Refugees from the Christmas Wars

My kids and I are in Chattanooga tonight, on the way to Tampa to visit my parents for Christmas.

While we will miss the Christmas eve service at our church, we are not entirely sad to get out of town. Greencastle, where we live in Indiana, has just had its own "Christmas Wars" episode. Last week, the City Council voted to rename two dates on the city calendar: days the city offices are closed on Christmas and Good Friday were given the more neutral designation "Winter Holiday" and "Spring Holiday." Many of the evangelical/fundamentalist Christians in town went, well, beserk. We've never had so many nasty letters to the editor and even nastier anonymous "Speak Out" comments. One letter writer, with horrifying and unintended irony, announced that Christians in Greencastle were now in the same situation as Jews wearing the yellow star in Nazi Germany. The council member who proposed the change received death threats and had to be escorted to Monday's emergency City Council meeting (at which the holidays were changed back to their traditional names) by three police officers. There was actual hissing and booing at the few there who suggested that Jesus probably wouldn't care what the city calls the vacation days it gives to its employees, and that the religious nature of the holidays were not jeopardized by the action. One friend who was in attendance told me that she could now understand what a lynch mob must feel like.

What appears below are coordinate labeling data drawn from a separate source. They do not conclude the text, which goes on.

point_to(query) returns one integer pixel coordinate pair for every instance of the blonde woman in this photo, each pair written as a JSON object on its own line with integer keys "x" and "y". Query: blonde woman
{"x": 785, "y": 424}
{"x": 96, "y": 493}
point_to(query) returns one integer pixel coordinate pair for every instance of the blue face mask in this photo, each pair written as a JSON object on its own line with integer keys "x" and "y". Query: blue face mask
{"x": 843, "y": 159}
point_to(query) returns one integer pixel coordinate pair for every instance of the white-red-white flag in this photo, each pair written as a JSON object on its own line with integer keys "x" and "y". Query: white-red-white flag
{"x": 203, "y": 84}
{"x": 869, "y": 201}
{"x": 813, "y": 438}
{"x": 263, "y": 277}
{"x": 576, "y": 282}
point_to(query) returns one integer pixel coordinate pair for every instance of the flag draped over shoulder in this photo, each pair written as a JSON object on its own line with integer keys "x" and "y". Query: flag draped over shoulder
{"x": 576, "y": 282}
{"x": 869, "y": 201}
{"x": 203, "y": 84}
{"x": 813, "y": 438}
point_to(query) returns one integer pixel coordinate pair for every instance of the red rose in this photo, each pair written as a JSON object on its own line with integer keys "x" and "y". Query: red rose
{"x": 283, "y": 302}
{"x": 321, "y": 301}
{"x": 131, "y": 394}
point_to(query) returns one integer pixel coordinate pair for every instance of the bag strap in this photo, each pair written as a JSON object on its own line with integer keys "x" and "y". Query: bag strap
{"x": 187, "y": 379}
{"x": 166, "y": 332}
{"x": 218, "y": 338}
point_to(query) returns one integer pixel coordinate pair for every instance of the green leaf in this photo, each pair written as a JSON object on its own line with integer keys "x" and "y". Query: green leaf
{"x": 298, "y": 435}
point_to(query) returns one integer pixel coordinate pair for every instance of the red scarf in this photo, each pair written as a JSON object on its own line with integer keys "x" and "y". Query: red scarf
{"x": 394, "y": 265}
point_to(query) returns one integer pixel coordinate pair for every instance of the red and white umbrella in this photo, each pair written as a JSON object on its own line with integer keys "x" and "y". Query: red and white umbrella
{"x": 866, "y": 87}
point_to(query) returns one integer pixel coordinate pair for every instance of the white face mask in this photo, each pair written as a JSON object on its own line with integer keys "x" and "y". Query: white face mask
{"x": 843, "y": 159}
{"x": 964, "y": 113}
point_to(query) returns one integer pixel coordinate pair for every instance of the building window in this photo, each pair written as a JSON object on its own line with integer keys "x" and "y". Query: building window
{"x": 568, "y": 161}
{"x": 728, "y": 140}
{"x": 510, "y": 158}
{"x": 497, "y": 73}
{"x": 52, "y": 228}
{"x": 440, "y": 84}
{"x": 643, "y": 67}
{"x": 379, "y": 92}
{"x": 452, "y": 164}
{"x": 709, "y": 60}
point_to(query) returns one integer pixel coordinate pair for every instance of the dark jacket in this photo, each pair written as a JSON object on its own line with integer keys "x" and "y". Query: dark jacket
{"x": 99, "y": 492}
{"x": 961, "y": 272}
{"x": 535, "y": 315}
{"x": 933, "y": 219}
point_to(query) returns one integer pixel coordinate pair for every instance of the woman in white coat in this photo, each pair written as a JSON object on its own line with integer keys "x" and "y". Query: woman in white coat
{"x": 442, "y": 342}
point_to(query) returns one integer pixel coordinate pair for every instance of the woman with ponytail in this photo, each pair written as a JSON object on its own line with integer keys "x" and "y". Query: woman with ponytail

Episodes like this convince so many people that both organized religion and the whole realm of spirituality are nothing but illusions. And to me, making music and helping others to do the same springs from my spirituality. Finding ways to talk about the entire context of making music becomes all the more difficult the more this sort of thing makes discussion of religion off limits.

But there is always humor to be found. While driving, we caught part of Fresh Air on NPR, which featured an interview with the director John Waters, discussing his CD compilation of tacky Christmas music. He was very clear about his genuine love of the holiday while taking delight in poking fun at the kitsch surrounding it. The album seems hilarious and the kids know it is on my wish list. Somehow I doubt we'll find it at a Chattanooga Wal-Mart in the morning, though, or even at a Barnes and Noble, so it may have to wait for next year.

My own musical Christmas war:

There's only one time I ever turned down a gig because it was going to be too tacky. Back in the late eighties and early nineties, a Christian-pop "updating," called "Handel's Young Messiah" became quite popular. I just couldn't bring myself to play when the show came to Indy, and rather than say I wasn't available, I told the contractor I refused to participate because it would violate my artistic conscience. It did not help my free-lancing career in Indianapolis! I'm more open minded now, but I'm not sure I could bring myself to play it were I asked. This time, older and wiser, and more skilled at diplomacy, I would have "another commitment" (even if it was to spend the evening not playing the "update").